Pelo que entendo, não há isenção neste caso, por se tratar de resgate de plano de previdência. Isto somente é possível quando há renda complementar de aposentadoria. Em outros termos: a isenção ocorre somente para o benefício. O manual de Imposto de Renda 2013 informa que a pessoa portadora de doença grave é isenta de imposto sobre a renda oriunda de complementação de aposentadoria, reforma ou pensão recebida de Entidade de Previdência Privada, Fundo de Aposentadoria Programada Individual (Fapi) ou Programa Gerador de Benefício Livre (PGBL). No entanto, essa isenção não se aplica aos resgates.
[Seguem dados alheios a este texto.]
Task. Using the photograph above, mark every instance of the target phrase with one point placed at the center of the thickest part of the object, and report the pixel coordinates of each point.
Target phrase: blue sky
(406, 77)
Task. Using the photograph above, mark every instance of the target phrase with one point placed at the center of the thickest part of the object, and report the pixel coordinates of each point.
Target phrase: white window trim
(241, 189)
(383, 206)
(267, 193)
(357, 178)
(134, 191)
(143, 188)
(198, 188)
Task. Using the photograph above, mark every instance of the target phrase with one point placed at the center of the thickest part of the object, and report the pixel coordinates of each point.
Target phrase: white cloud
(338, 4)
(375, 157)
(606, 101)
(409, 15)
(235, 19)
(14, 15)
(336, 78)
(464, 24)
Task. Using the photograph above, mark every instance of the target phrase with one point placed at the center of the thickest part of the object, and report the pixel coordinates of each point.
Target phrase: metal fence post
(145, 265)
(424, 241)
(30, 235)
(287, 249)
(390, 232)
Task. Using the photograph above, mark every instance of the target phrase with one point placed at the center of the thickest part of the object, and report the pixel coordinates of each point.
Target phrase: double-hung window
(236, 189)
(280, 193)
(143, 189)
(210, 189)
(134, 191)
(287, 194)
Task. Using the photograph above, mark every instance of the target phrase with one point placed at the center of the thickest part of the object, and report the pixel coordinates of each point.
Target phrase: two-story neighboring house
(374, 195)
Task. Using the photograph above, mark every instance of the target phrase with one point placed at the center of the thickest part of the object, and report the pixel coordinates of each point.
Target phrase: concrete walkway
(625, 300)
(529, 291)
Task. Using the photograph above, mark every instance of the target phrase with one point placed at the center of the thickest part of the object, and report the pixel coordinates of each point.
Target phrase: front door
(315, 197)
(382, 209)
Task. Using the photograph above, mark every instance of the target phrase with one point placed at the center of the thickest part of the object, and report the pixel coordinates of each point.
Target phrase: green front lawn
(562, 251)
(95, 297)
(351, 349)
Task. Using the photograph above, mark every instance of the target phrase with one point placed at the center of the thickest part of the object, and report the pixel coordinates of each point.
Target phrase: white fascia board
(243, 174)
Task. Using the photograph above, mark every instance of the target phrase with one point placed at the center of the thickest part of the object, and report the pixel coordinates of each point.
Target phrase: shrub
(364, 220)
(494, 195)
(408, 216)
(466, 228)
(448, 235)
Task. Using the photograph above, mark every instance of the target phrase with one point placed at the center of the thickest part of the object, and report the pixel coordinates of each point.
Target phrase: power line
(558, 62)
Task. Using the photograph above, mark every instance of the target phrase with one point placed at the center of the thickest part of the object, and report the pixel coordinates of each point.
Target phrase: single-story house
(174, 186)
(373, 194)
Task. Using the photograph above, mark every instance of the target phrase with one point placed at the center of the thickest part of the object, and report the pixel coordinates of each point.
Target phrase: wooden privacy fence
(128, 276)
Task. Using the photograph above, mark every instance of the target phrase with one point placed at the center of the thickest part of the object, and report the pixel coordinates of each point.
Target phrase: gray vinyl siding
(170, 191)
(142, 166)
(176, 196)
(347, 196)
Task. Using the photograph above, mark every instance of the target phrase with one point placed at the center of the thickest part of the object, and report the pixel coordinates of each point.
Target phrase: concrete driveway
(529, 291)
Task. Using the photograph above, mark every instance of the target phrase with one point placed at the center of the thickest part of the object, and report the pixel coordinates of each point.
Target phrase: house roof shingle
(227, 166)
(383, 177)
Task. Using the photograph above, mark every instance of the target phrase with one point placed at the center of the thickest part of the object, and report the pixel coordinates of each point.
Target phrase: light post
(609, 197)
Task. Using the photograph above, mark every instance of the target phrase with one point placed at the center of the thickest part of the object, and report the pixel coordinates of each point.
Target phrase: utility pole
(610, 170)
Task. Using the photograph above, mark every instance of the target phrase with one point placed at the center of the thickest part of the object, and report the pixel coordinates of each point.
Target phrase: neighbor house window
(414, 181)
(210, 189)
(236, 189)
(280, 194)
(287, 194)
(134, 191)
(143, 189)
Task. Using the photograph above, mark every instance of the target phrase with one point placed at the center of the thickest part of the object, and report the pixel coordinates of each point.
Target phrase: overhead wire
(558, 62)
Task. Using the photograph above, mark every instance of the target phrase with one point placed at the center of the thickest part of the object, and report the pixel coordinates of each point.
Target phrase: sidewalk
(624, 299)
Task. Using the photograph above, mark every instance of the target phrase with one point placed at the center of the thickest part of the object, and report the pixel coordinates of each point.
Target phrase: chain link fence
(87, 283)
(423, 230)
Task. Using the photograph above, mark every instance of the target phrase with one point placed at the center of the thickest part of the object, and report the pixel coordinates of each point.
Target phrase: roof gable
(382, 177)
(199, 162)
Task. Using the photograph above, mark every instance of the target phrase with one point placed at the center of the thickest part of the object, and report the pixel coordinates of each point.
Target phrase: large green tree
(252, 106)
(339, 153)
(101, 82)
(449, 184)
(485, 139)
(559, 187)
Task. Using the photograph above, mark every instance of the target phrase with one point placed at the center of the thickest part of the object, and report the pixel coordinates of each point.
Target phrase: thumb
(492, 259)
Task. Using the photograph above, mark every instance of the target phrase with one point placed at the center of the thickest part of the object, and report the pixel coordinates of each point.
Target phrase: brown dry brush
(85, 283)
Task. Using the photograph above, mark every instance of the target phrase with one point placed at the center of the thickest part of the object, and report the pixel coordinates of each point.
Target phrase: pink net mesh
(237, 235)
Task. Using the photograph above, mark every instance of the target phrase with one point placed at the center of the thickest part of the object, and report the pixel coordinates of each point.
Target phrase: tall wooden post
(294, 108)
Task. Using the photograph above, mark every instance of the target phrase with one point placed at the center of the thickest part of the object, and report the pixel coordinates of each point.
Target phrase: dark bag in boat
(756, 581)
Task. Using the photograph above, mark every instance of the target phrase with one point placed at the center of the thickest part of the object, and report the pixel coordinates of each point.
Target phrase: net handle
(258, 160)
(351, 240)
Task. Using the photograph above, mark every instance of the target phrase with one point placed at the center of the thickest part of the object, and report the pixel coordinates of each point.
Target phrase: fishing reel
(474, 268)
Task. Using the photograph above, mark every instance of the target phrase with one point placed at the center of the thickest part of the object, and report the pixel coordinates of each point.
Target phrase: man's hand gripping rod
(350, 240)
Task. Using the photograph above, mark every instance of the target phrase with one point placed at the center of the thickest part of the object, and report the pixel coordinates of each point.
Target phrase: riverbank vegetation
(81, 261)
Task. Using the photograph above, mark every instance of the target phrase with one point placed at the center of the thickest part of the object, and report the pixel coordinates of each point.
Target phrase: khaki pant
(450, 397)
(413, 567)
Bom destacar, também, que as doenças graves são apenas aquelas reconhecidas pelo INSS. Da mesma forma, não gozam de isenção os rendimentos de atividade empregatícia ou autônoma recebidos concomitantemente aos da aposentadoria.
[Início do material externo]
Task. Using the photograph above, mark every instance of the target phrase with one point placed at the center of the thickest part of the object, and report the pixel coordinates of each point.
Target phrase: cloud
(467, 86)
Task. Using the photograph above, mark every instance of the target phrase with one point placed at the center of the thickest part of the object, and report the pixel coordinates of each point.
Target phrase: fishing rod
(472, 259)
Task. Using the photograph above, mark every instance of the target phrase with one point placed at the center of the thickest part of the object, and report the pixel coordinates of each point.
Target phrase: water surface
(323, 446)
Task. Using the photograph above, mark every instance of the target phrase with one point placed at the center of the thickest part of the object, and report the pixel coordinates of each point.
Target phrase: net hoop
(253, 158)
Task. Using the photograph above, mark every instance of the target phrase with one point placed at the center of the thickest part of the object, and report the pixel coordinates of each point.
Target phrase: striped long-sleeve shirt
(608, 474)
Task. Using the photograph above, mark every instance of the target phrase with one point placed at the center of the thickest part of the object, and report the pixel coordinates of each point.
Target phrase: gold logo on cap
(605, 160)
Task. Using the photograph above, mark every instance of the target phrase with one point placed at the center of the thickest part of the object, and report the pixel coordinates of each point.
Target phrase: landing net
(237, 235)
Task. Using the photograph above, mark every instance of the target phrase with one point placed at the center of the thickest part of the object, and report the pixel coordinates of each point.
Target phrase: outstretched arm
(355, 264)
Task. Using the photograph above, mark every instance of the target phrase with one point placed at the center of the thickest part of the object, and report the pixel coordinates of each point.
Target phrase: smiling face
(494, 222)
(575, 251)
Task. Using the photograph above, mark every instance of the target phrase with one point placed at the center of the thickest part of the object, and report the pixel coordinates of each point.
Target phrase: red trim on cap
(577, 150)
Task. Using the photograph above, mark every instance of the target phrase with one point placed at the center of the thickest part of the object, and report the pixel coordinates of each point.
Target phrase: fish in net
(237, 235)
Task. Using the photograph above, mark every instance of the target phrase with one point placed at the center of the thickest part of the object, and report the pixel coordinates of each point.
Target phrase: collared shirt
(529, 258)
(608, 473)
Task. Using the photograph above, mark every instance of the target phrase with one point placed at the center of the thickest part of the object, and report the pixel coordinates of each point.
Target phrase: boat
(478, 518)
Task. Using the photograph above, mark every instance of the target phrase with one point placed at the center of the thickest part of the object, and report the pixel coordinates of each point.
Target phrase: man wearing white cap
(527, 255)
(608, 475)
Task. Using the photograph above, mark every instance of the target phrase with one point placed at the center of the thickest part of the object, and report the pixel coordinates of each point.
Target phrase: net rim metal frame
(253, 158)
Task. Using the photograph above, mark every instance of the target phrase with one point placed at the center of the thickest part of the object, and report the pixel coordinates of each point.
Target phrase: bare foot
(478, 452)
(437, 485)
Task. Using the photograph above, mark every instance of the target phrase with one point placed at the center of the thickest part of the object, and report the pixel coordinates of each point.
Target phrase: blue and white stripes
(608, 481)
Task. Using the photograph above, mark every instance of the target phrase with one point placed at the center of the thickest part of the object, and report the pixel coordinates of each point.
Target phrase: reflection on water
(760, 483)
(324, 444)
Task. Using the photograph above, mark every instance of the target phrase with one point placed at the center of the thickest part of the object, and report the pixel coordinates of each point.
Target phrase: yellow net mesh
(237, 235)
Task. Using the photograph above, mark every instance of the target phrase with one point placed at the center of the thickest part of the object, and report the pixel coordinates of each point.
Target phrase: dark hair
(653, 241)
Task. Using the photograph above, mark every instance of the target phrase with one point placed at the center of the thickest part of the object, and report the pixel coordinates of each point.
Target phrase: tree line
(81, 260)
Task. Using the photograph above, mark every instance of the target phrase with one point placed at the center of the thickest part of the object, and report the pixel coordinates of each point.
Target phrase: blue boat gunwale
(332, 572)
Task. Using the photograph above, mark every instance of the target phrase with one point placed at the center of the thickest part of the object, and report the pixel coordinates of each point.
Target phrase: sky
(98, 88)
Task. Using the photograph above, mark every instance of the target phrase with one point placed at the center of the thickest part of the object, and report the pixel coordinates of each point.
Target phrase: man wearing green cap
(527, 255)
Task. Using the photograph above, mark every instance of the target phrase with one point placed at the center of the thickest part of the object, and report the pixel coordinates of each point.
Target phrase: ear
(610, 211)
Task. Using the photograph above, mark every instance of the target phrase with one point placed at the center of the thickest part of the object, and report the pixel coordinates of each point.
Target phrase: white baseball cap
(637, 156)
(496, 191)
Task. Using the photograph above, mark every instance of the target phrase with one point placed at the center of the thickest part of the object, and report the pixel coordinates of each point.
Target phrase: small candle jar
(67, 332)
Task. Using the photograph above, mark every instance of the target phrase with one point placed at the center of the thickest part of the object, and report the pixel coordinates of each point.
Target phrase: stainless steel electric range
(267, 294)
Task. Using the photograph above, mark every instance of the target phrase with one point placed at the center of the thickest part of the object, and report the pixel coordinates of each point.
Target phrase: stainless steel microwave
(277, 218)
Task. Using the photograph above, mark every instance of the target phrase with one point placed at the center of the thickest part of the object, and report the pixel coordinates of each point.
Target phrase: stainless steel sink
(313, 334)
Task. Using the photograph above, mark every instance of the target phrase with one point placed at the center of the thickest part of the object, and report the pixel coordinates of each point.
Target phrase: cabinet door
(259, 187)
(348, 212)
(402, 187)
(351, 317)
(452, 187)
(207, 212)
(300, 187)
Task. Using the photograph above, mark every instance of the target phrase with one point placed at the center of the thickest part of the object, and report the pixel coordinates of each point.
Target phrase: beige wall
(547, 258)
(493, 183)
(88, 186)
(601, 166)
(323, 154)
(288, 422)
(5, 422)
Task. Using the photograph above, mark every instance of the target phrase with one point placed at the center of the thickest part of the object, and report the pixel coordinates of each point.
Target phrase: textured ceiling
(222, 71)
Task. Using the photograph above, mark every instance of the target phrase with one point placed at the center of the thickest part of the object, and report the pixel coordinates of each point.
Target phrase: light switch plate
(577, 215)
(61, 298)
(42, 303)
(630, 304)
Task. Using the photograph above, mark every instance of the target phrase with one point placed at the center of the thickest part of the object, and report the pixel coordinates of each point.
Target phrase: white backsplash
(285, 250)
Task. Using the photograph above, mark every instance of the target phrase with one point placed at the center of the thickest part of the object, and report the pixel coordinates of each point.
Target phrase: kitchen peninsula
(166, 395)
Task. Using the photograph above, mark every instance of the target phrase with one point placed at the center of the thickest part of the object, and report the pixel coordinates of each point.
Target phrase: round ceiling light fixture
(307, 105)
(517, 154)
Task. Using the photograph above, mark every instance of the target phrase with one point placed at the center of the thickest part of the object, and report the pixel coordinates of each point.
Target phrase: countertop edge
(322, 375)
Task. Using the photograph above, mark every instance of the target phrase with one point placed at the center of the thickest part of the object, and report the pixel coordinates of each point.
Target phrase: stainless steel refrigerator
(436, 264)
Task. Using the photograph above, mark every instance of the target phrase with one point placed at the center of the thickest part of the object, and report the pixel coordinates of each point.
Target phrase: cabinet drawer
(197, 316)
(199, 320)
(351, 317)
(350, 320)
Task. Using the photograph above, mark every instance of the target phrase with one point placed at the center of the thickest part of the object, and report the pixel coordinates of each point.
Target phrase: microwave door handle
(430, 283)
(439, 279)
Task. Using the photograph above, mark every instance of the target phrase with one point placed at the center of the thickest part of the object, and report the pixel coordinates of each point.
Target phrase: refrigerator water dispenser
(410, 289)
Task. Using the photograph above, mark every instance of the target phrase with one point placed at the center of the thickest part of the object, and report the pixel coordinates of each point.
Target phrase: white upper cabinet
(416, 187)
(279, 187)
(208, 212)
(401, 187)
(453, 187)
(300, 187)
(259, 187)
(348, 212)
Tenho um VGBL com a tributação decrescente de 35% a 10%. Supondo que eu tenha aplicado R$ 10 mil há 10 anos e depois R$ 1 mil a cada mês. Como funcionará a cobrança do Imposto de Renda neste caso?

A tabela regressiva definitiva do Imposto de Renda é aplicada a cada depósito. Assim, cada uma de suas aplicações mensais começa com a alíquota de 35% e somente 10 anos após a data de aplicação é que a tributação atinge 10%. Como essa tabela passou a existir como opção para o investidor somente a partir de 2005, apenas no final de 2014 haverá incidência de 10% sobre os primeiros valores aplicados em 2005. A tributação é uma das grandes preocupações do investidor, principalmente no caso dos planos de previdência complementar. De maneira geral, hoje com o nível de rendimento oferecido pelos investimentos e as taxas cobradas pelos administradores dos fundos, é extremamente importante que os investidores planejem muito bem os seus investimentos e comparem as diversas alternativas considerando sobretudo a questão tributária.

Possuo uma casa em São Paulo de aproximadamente 80 metros quadrados, em um terreno plano de 250 metros quadrados, alugada há mais de 10 anos para o mesmo inquilino. O aluguel atual é de R$ 1.100 mais o IPTU. A avaliação do bem foi de cerca de R$ 330 mil. Com receio de uma recessão futura e de que o inquilino fique novamente sem condições de pagar o aluguel (isso já aconteceu no passado), fico na dúvida se vendo a casa e aplico o dinheiro em títulos do Tesouro Direto, como as NTN-Bs. O que devo fazer?

Tendo como base a potencial perda nos aluguéis, acredito ser mais adequada a venda do imóvel e a aplicação dos recursos. Isso porque o rendimento atual trazido pelo aluguel é de 0,33% ao mês em relação ao valor total do imóvel, ao passo que a média nacional é de 0,50% bruto – sem considerar o imposto e outros custos de administração, como gastos com imobiliária. Portanto, o valor recebido do aluguel não está otimizado. Por outro lado, hoje o rendimento de uma NTN-B está na casa de 0,40% ao mês líquido, já descontados imposto e custos. Isso lembrando que esse título sofre correção monetária pelo IPCA, o índice oficial de inflação. A diferença apontada a favor da aplicação financeira nesses poucos cálculos pode ser compensada por uma forte valorização do imóvel em questão. Mas esta não é uma perspectiva firme. Ao contrário, os preços dos imóveis não devem aumentar fortemente, isto sem falar em depreciação do bem e custo de capital de manter esse investimento imobiliário. Mas esta resposta pode não ser a melhor frente a outros investimentos. Portanto, pense com cuidado sobre esta possível venda, observando como está distribuído o seu patrimônio.